Voici venir les premiers commentaires sur des bouquins achetés au salon TPS du week-end dernier. En commençant par la vraie découverte pour moi, le superbe carnet de voyage Viva la vida de Jean-Marc Troub’s et Edmond Baudoin.
Ciudad Juarez. Depuis 1993 des centaines de femmes ont été violées, torturées et tuées, en toute impunité. On peut se faire une idée de l’affaire en allant voir le web documentaire de Marc Fernandez et Jean-Christophe Rampal, ou en lisant leur bouquin. On peut aussi lire le roman très dur (et très fort) de Patrick Bard, La frontière.
Jean-Marc Troub’set Edmond Baudoin ont choisi une autre approche. Ils sont parti à Ciudad Juarez avec leurs carnets à dessins, leurs crayons et pinceaux, et ont proposé un marché aux gens qu’ils croisaient dans la rue, dans les bars, dans les bus, dans les maquiladoras : Ils faisaient leur portrait, le leur offrait et leur demandait en échange quel était leur rêve. Le soir, à partir d’esquisses et de photos, dessin et rédaction du carnet de voyage. Et c’est ce carnet que vous avez dans les mains.
Le résultat est étonnant.

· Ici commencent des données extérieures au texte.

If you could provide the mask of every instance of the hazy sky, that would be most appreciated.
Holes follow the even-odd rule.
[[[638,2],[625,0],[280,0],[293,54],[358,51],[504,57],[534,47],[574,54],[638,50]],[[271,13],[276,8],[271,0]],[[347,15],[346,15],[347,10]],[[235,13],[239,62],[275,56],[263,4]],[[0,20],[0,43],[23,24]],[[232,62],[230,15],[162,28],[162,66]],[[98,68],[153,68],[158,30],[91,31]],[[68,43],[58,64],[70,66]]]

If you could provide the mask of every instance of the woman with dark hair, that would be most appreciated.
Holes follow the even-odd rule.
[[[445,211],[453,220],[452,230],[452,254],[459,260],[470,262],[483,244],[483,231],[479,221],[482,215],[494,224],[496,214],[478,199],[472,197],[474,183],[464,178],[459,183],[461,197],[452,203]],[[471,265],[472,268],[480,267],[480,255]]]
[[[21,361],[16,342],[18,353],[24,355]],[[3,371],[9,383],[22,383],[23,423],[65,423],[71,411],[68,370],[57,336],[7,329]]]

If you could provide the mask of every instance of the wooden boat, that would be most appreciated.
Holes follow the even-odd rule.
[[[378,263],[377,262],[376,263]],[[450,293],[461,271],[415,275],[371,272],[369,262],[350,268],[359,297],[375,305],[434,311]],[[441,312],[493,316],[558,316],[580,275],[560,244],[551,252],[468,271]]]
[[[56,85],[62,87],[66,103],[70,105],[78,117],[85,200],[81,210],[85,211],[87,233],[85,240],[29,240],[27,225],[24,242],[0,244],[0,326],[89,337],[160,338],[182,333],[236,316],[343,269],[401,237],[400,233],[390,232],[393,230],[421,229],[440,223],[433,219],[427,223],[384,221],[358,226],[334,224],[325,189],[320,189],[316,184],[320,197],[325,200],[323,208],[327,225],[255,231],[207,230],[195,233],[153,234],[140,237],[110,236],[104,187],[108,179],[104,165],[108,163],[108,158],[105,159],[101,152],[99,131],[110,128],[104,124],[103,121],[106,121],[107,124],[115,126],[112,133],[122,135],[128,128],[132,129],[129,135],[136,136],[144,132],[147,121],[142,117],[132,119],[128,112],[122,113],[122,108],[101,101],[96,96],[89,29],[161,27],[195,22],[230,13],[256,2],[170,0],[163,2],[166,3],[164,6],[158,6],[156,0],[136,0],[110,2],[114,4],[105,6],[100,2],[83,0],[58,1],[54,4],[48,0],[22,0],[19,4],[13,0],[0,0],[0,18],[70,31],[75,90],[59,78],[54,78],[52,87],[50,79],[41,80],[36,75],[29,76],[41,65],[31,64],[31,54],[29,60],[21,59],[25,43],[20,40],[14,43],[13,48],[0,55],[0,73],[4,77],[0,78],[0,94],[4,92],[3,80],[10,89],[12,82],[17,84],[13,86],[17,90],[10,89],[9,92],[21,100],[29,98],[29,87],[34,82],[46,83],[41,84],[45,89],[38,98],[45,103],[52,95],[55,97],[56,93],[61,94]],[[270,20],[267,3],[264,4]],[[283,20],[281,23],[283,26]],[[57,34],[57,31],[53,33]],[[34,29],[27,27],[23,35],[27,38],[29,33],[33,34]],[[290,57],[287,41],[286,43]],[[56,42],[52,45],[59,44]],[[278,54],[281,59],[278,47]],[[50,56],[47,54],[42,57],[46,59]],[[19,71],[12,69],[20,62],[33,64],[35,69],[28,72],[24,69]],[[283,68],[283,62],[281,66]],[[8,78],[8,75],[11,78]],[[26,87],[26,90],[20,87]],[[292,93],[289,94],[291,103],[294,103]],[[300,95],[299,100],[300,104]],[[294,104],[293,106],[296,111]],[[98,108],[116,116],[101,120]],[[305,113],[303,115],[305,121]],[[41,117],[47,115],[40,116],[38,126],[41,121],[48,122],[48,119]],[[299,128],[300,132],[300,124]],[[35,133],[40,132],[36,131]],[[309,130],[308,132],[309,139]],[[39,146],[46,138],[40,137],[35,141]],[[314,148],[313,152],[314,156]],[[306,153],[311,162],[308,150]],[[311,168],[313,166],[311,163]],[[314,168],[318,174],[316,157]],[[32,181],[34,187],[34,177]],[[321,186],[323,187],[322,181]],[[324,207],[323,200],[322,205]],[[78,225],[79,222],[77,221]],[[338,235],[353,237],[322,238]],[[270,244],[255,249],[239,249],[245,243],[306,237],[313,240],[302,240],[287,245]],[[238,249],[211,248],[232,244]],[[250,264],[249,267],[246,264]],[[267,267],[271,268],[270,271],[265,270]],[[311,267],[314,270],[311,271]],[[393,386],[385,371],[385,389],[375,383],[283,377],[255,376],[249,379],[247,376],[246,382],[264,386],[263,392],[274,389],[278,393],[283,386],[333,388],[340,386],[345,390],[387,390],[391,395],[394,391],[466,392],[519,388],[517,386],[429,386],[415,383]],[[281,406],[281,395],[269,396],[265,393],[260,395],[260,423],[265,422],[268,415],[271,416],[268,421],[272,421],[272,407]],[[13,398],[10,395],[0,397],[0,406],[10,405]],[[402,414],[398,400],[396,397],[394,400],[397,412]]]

Très beau pour commencer avec ses planches qui alternent portraits serrés et vues d’ensemble, images de rues et paysages désolés, scènes de vie intenses dans un bar, une classe ou une fête et désolation de la mort quand ils relaient les gros titres des journaux …

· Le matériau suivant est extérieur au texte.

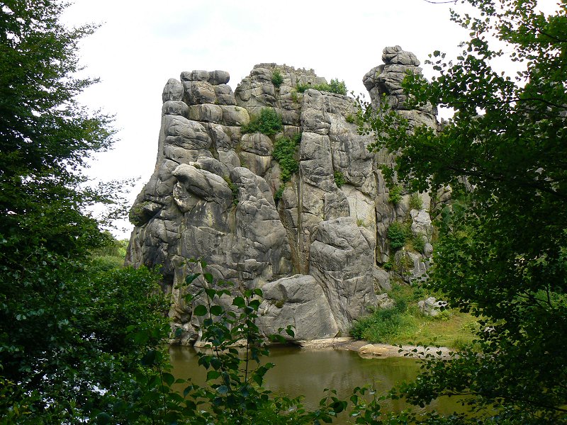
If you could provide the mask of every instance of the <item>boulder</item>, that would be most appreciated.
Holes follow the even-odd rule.
[[[373,104],[384,94],[412,125],[436,127],[434,108],[405,106],[405,73],[421,72],[415,55],[386,47],[383,61],[364,79]],[[354,100],[313,89],[326,80],[312,69],[259,64],[234,92],[229,79],[225,71],[194,70],[167,81],[156,166],[130,210],[135,227],[126,262],[162,266],[169,317],[184,344],[200,344],[202,334],[202,318],[192,314],[202,288],[184,285],[188,261],[196,258],[217,279],[262,288],[264,334],[292,324],[296,336],[286,337],[297,343],[347,334],[369,307],[388,305],[376,294],[391,289],[394,274],[408,283],[427,278],[430,217],[425,209],[410,211],[409,193],[389,201],[381,167],[393,156],[369,152],[374,139],[358,134]],[[311,88],[300,93],[298,84]],[[266,107],[281,118],[281,132],[242,134],[241,126]],[[296,151],[274,159],[277,139],[296,134]],[[286,182],[280,161],[298,162]],[[427,238],[422,254],[389,251],[390,223],[408,220],[414,234]],[[397,271],[381,268],[387,261]],[[196,295],[192,302],[187,293]],[[234,308],[236,293],[218,302]]]
[[[310,276],[295,275],[262,288],[258,326],[265,335],[281,334],[288,341],[332,338],[338,327],[321,286]],[[279,329],[293,327],[294,336]]]

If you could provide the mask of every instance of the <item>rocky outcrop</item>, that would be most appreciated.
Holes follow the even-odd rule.
[[[404,104],[400,82],[407,71],[421,72],[419,61],[398,46],[383,60],[364,76],[372,101],[386,94],[415,123],[436,125],[433,108]],[[191,314],[202,302],[199,284],[184,285],[197,258],[218,279],[263,290],[264,333],[293,324],[297,341],[347,334],[391,280],[427,276],[430,198],[421,195],[420,210],[411,209],[410,193],[391,201],[380,166],[392,157],[369,152],[372,139],[358,134],[354,99],[309,88],[326,82],[313,70],[260,64],[234,92],[229,78],[184,72],[165,85],[156,168],[130,211],[127,263],[162,266],[169,315],[188,344],[200,335]],[[280,117],[279,132],[245,134],[266,108]],[[284,181],[274,152],[296,135],[290,161],[298,171]],[[393,252],[394,221],[407,222],[425,247]],[[231,308],[229,296],[219,302]]]

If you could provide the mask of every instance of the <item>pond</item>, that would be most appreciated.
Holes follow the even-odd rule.
[[[193,348],[172,346],[169,353],[176,377],[191,378],[197,384],[204,383],[206,371],[197,364],[198,357]],[[386,392],[404,380],[412,380],[420,370],[419,362],[414,359],[367,359],[360,357],[356,351],[347,350],[306,351],[277,347],[271,348],[266,361],[276,366],[266,374],[264,386],[291,397],[303,395],[303,404],[308,409],[318,406],[325,388],[336,390],[339,398],[347,400],[355,387],[374,382],[379,392]],[[400,400],[390,400],[386,407],[398,411],[408,405]],[[442,413],[464,411],[454,397],[434,400],[426,409]],[[347,424],[347,419],[345,416],[334,423]]]

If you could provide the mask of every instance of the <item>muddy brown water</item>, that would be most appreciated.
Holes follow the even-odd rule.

Très émouvant aussi dans cette permanente coexistence d’un environnement incroyablement violent où la mort frappe quotidiennement en toute impunité et d’une vitalité et d’une « normalité » étonnantes. Etonnant (ou pas) de voir comme les rêves des habitants de Ciudad Juarez sont les mêmes que les nôtres, comme on peut profiter de la moindre éclaircie pour voir des amis, aimer, faire de la musique, lutter, espérer …

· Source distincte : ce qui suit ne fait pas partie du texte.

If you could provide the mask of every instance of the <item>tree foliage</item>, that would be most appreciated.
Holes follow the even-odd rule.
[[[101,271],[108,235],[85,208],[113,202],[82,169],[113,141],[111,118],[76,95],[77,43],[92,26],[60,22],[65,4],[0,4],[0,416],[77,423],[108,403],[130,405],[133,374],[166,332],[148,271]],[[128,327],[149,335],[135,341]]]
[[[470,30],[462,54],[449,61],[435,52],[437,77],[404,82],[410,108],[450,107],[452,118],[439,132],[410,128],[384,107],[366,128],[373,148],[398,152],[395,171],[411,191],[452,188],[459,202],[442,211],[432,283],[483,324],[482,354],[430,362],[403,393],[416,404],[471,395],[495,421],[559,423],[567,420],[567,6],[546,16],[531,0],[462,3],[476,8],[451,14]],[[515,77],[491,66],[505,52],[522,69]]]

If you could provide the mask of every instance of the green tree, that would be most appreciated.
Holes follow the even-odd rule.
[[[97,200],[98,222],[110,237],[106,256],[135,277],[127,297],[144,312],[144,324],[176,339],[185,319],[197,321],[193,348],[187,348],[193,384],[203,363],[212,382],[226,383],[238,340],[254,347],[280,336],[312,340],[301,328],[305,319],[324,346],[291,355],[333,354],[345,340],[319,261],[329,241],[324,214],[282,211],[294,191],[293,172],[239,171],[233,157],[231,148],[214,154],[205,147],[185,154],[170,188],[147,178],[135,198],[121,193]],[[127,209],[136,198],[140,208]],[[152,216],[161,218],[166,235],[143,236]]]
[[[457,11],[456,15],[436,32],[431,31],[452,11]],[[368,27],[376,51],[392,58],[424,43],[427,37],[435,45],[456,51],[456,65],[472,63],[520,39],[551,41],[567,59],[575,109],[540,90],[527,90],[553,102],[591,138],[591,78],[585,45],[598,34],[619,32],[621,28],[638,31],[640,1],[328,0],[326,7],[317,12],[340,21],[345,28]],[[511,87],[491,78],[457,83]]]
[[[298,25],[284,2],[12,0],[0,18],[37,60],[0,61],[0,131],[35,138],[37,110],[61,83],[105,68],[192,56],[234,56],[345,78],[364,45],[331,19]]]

Le parfait complément des romans et essais précités, salué à juste titre par Taibo le week-end dernier comme une œuvre éminemment politique, au sens noble du terme, dans sa façon unique de donner la parole à ceux qui souffrent sans jamais imposer au lecteur (et aux témoins interrogés) le moindre discours, ni moralisateur, ni compassionnel ; encore moins condescendant.
A noter la préface signée … Paco Ignacio Taibo II. Et vous pouvez aller sur le blog que les auteurs ont dédié à Viva la vida.
Edmond Baudoin et Jean-Marc Troub’s / Viva la vida, L’association (2011).